Italian pianist and composer (1935–2021)

Amedeo Tommasi (1 December 1935 – 13 April 2021) was an Italian pianist and composer. He specialized in the composition of music for films.

==Biography==
Tommasi started his career as a trombonist for a jazz band in Bologna. He gained notoriety in Italy for his performances on the radio show La coppa di jazz in 1960. The following year, he performed in the Sanremo Music Festival and received the First Prize at the Festival Bled in Slovenia. In the years following, he made recordings with Chet Baker, Bobby Jaspar, René Thomas, Buddy Collette, Conte Candoli, and Jacques Pelzer. In the early 1970s, he began composing music for films. In the film The Legend of 1900, he composed each of the recordings and also had a cameo appearance as a pianist. He also appeared in the 2010 documentary Pupi Avati, ieri oggi domani, directed by Claudio Costa.

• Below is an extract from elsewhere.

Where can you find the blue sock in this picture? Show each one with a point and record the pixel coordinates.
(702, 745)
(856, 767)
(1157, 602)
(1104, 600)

Amedeo Tommasi died in Rome on 13 April 2021 at the age of 85.

==Filmography==
- Long Days of Hate (1968)
- Thomas e gli indemoniati (1970)
- Balsamus, l'uomo di Satana (1970)
- La mazurka del barone, della santa e del fico fiorone (1975)
- Le seminariste (1976)
- The House with Laughing Windows (1976)
- House of Pleasure for Women (1976)
- Tutti defunti... tranne i morti (1977)
- Le strelle nel fosso (1979)
- An American Love (1994)
- Sleepless (2001)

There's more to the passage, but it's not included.